Reformers in Communist Party gain in their bid to make government more

China's Communist leaders are divided over how to manage the arrival of the Internet, which some officials embrace as an experiment in limited democracy and others say erodes their power.

Even as Beijing acts to regulate the Internet's free flow of information, it is allowing strands of the World Wide Web to reach the Chinese populace. It is also experimenting with official uses.

A computer exhibition in Beijing last week offered thousands of Chinese a glimpse at technology able to bridge the chasm between them and the outside world. At the same time, a court in Shanghai refused to overturn the two-year sentence given to a software engineer convicted of subversion for giving local e-mail addresses to Chinese dissidents running a Web site based in the US.

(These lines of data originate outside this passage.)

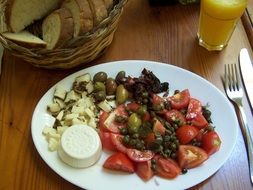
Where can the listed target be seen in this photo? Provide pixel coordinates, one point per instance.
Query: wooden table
(165, 34)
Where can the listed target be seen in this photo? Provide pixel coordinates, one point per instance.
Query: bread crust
(99, 10)
(66, 26)
(108, 5)
(8, 14)
(85, 16)
(24, 42)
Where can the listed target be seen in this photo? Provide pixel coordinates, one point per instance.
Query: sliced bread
(82, 15)
(20, 13)
(57, 28)
(108, 5)
(99, 10)
(25, 39)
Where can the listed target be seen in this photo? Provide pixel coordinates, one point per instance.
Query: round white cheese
(80, 146)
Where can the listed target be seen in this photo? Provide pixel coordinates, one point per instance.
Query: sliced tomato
(120, 162)
(101, 123)
(199, 121)
(194, 114)
(106, 140)
(166, 168)
(146, 117)
(191, 156)
(144, 170)
(117, 142)
(211, 142)
(180, 100)
(139, 156)
(157, 100)
(186, 133)
(150, 138)
(107, 120)
(158, 127)
(133, 106)
(200, 134)
(174, 116)
(194, 107)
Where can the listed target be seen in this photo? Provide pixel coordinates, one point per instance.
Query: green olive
(120, 76)
(99, 86)
(100, 77)
(111, 86)
(134, 123)
(121, 94)
(100, 96)
(142, 110)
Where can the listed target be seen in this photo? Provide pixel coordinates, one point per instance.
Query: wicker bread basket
(82, 49)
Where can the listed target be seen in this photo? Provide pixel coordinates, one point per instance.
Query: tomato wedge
(194, 114)
(139, 156)
(180, 100)
(186, 133)
(103, 116)
(199, 121)
(174, 116)
(158, 127)
(106, 140)
(191, 156)
(157, 100)
(120, 162)
(166, 167)
(107, 120)
(194, 107)
(144, 170)
(211, 142)
(117, 142)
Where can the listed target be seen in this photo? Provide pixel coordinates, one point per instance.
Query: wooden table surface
(164, 34)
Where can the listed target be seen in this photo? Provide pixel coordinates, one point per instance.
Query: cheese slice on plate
(80, 146)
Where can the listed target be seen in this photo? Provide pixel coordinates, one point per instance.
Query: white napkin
(1, 55)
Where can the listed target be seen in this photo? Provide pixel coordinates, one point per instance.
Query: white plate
(96, 178)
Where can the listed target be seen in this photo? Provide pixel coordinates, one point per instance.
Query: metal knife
(247, 74)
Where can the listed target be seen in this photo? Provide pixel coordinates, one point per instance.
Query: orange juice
(218, 19)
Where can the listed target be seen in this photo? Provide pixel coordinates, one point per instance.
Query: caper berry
(132, 142)
(184, 171)
(123, 131)
(99, 86)
(120, 76)
(111, 86)
(100, 96)
(121, 94)
(139, 145)
(100, 77)
(126, 139)
(135, 135)
(134, 123)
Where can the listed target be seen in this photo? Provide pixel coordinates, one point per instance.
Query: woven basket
(82, 49)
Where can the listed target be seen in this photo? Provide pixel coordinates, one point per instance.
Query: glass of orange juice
(218, 19)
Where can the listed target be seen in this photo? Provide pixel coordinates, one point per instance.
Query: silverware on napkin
(247, 74)
(234, 91)
(1, 55)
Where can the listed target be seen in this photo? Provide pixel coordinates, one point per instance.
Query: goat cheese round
(80, 146)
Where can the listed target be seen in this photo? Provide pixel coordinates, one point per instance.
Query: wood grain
(165, 34)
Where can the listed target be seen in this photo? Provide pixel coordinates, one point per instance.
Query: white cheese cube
(53, 144)
(60, 92)
(83, 78)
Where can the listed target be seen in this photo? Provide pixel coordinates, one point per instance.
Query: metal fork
(234, 91)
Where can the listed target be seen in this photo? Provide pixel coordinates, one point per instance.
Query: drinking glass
(218, 19)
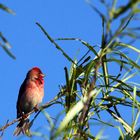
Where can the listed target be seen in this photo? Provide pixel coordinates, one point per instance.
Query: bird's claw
(36, 108)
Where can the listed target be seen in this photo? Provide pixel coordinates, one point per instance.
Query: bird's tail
(23, 127)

Most of the recent news reports on Chinese cyberspace depict Beijing as Big Brother: jailing "virtual dissidents," blocking Western news sites, and stepping up surveillance of Web surfers.

Yet pro-reform government forces are pushing Beijing to take its first tentative steps toward a primitive form of electronic democracy, say industry experts.

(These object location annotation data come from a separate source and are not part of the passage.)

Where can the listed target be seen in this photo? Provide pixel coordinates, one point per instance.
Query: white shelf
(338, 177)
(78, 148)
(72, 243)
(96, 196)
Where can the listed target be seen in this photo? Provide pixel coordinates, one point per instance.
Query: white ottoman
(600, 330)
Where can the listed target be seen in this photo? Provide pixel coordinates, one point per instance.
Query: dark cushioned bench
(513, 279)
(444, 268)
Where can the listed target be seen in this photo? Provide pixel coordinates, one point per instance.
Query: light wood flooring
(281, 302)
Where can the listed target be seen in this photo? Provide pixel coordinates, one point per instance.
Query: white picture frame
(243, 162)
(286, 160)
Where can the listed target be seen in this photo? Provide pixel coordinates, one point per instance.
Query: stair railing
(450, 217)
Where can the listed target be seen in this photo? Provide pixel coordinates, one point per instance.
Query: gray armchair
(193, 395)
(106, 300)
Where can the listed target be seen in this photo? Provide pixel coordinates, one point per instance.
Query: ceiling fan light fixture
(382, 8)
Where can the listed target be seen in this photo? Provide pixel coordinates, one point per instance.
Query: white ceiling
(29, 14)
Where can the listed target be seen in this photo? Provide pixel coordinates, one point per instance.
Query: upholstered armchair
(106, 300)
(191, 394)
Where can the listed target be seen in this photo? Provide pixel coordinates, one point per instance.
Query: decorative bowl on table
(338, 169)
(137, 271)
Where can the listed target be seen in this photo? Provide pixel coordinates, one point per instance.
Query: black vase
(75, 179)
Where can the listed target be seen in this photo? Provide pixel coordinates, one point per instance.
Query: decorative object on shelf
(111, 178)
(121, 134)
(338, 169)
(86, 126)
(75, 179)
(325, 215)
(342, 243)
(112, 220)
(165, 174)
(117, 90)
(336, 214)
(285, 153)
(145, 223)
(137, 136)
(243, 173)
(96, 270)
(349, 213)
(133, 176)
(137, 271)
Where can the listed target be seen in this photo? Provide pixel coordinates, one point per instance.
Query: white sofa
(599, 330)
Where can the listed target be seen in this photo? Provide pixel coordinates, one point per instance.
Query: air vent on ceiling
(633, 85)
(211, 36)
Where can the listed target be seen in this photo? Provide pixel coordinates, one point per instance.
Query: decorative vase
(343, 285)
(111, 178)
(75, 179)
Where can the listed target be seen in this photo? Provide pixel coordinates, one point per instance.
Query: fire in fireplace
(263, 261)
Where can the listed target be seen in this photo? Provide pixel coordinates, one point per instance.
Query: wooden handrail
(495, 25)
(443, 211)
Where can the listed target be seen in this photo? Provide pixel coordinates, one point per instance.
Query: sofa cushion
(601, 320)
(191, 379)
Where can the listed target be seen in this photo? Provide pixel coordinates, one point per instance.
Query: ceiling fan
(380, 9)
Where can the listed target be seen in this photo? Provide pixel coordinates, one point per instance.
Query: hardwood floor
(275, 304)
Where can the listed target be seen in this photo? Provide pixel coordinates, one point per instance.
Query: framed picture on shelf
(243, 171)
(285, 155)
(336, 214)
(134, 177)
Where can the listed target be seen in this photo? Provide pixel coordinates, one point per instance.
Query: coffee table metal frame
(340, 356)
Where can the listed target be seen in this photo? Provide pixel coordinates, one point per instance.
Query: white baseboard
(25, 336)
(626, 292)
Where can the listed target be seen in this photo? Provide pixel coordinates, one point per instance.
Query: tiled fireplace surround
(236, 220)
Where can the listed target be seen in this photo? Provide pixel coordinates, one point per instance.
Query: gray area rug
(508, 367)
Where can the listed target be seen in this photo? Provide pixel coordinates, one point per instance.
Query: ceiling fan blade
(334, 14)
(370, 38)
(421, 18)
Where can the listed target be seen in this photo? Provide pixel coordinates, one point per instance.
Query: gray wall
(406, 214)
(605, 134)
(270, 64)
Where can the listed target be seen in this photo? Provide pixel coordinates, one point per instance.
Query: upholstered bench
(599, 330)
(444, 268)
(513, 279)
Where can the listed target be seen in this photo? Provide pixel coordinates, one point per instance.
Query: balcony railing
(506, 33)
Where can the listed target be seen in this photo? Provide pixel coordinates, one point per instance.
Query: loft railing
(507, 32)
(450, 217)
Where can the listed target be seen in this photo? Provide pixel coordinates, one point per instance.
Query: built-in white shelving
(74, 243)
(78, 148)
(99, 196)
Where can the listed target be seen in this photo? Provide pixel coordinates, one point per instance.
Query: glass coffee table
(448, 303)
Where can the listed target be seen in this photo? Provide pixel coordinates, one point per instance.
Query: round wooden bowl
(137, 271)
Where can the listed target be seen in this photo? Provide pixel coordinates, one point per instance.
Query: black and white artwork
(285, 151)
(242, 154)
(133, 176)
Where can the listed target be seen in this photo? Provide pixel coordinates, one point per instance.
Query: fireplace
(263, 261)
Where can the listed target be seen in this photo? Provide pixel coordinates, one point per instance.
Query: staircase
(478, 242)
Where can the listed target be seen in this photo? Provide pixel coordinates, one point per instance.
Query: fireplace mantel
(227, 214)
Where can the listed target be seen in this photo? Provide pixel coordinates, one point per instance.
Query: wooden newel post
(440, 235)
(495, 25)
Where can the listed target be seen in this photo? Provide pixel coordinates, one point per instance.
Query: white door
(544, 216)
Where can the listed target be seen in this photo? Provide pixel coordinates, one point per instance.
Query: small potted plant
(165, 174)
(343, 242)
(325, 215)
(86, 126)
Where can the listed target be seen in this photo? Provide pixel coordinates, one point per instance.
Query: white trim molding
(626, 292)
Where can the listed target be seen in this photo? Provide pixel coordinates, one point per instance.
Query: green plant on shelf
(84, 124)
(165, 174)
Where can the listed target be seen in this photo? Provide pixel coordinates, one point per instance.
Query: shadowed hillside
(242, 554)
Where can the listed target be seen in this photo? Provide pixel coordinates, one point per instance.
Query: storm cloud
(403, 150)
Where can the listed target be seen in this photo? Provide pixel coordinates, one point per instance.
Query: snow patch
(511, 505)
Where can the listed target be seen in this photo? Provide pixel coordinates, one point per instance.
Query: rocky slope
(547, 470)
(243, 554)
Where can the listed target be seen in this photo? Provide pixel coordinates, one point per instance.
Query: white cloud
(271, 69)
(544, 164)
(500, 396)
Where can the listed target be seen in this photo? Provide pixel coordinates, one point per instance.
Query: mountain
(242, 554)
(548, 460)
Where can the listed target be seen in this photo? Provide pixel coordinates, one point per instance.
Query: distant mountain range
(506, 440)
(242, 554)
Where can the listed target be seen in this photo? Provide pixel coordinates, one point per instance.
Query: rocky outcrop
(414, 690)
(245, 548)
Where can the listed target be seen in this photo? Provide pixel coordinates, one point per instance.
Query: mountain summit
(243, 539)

China's new Government Online project aims to make Beijing's guarded information more accessible, and ultimately, make its often-aloof leaders interactive, says Ken Farrall, publisher of China Matrix, a Web site on Internet use in China.

That would be a switch. "For centuries, Chinese rulers' only contact with the people was by way of issuing orders, collecting taxes, or meting out punishments," says a Chinese official who asked not be identified.

Indeed, Beijing's emperors traditionally lived a life of seclusion within the Forbidden City. And although the 1949 Communist revolution was ostensibly aimed at giving power to the masses, the party similarly walled itself off.

But "now some liberal-minded leaders want to transform the government from a group of controllers into actual public servants, and many of them are backing the Government Online program," says the government official.

"Of course, the government will not tolerate e-mails from dissidents who call for an end to the one-party state," he adds. "But positive suggestions on improving the government and other forms of feedback will be welcomed."

"When China Telecom proposed the Government Online project, it was aimed at making the government more efficient and productive," says Fu Chun, a senior official at China Telecom.

"We also argued that the project could improve the state's image by making it more transparent and better equipped to detect and fight corruption," he adds.

Yet Mr. Fu, who concedes that China Telecom hopes to see hefty profits through increased use of the Internet and government intranets, says the original idea has since snowballed. He says China Telecom is now "negotiating with the National People's Congress and with individual legislators to set up Web sites, e-mail addresses, and other electronic links with the people."

He estimates that more than half of China's 29 ministries will be online by the end of the year.

The drive to help the Chinese leadership become wired is unusual not only because it could represent a great leap toward official accountability, but also because its backers are a multinational mix.

Microsoft is just one of the US firms building bridges with Beijing by joining the partnership to bring Chinese officials online.

During a March 10 trip to China, Microsoft chairman Bill Gates said he wanted to form a strategic partnership with China Telecom to boost the online project, and added his company would donate software and technical know-how to Beijing.

Microsoft executive Johnson Lu says some Chinese officials want to use the program to show the government is becoming more open.

Yet China's rulers may also realize that the country's strength will be increasingly tied to its ability to leverage the forces of the cyber-revolution.

Mr. Lu says that during a recent meeting with Microsoft executives, "[Chinese Premier] Zhu Rongji said that in the next century, information technology will be one of the main measures of a country's power."

Mr. Zhu, who heads the reform bloc of the party, is widely believed to be one of the strongest forces behind China's march into cyberspace. Yet Zhu faces forces who want to block or slow Beijing's entry onto the global cyberstage.

China's Ministry of State Security "is strongly opposed to allowing the people or the government ... use the Internet," says a computer-industry specialist.

Mr. Farrall says this year is likely to be pivotal in determining whether China's leadership decides to rush headlong into cyberspace and global integration or pull back to consolidate its tools of control.

Farrall predicts reformers will prevail as opposition weakens. "If the current government is to lead China into the 21st century and not be dragged into it, it must be ready to let go of its grip on discourse and expression, at least within the realm of cyberspace," he says.